The scissors-like protein that coats the cancer cells is called ENPP1. When cGAMP finds its way outside the cell, ENPP1 cleaves it and prevents the signal from reaching immune cells. At the same time, this chopping releases an immune-suppressing molecule called adenosine, which also calms inflammation.
Through a battery of experiments conducted in a mouse model of breast, lung, and colorectal cancer, Drs. Bakhoum and his colleagues showed that ENPP1 acts like a control switch for immune suppression and metastasis. Turning this on suppresses immune responses and increases metastasis; Discontinuing it enables an immune response and reduces metastasis.
Scientists also observed ENPP1 in human cancer samples. ENPP1 expression correlates with both metastasis and increased resistance to immunotherapy.
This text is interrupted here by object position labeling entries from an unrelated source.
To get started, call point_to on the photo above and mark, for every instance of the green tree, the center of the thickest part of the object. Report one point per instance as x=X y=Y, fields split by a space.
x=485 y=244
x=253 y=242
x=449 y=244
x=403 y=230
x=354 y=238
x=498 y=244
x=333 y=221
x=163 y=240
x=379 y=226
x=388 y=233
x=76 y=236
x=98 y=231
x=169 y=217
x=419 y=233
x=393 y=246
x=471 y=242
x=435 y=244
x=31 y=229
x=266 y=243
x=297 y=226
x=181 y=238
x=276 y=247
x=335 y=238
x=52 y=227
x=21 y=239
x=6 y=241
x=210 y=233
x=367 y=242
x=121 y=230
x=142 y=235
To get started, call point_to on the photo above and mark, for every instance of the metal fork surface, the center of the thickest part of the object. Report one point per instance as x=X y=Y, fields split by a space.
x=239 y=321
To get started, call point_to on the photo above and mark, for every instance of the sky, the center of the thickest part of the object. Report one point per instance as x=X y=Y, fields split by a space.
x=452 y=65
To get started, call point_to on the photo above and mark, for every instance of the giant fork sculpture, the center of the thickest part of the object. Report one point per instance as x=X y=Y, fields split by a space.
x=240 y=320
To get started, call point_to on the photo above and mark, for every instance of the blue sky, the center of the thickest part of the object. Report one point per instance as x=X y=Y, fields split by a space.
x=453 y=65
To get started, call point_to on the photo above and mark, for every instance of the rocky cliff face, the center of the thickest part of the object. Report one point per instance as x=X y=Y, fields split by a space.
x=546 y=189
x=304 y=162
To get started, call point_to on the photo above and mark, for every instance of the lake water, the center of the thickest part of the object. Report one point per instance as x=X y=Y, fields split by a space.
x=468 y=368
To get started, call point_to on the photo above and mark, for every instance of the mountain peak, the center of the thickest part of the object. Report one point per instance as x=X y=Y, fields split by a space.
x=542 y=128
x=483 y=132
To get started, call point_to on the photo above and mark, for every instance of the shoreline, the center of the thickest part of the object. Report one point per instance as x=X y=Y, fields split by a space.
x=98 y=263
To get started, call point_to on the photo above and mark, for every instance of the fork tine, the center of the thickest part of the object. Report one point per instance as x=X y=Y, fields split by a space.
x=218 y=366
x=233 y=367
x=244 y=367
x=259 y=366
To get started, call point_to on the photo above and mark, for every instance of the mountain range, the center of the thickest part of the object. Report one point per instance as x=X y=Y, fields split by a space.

From a treatment standpoint, perhaps the most notable conclusion of the study is that turning off the ENPP1 switch may increase the sensitivity of many different cancer types to immunotherapy drugs called checkpoint inhibitors. Researchers showed that this approach was effective in mouse models of cancer.
Many companies – including a dr. Includes the establishment of Bakhoum and colleagues – now developing drugs to inhibit ENPP1 on cancer cells.
Dr. Bakhoum says that it is fortunate that ENPP1 is located on the surface of cancer cells because it makes it an easy target for drugs designed to block it.
It is also relatively specific. Because most other tissues in a healthy person do not have inflammation, drugs targeting ENPP1 primarily affect cancer.
Finally, targeting ENPP1 locates cancer in two different ways: “You are simultaneously increasing cGAMP levels outside of cancer cells, which activates STING in neighboring immune cells, while you increase immune-suppressive adenosine. Are also stopping production. Therefore, you are killing two birds with one stone, “Dr. Bakhoum explains.
They say the pace of research has been incredibly fast. “One of the things I would really prou
(This story is published from a wire agency feed without textual modifications.)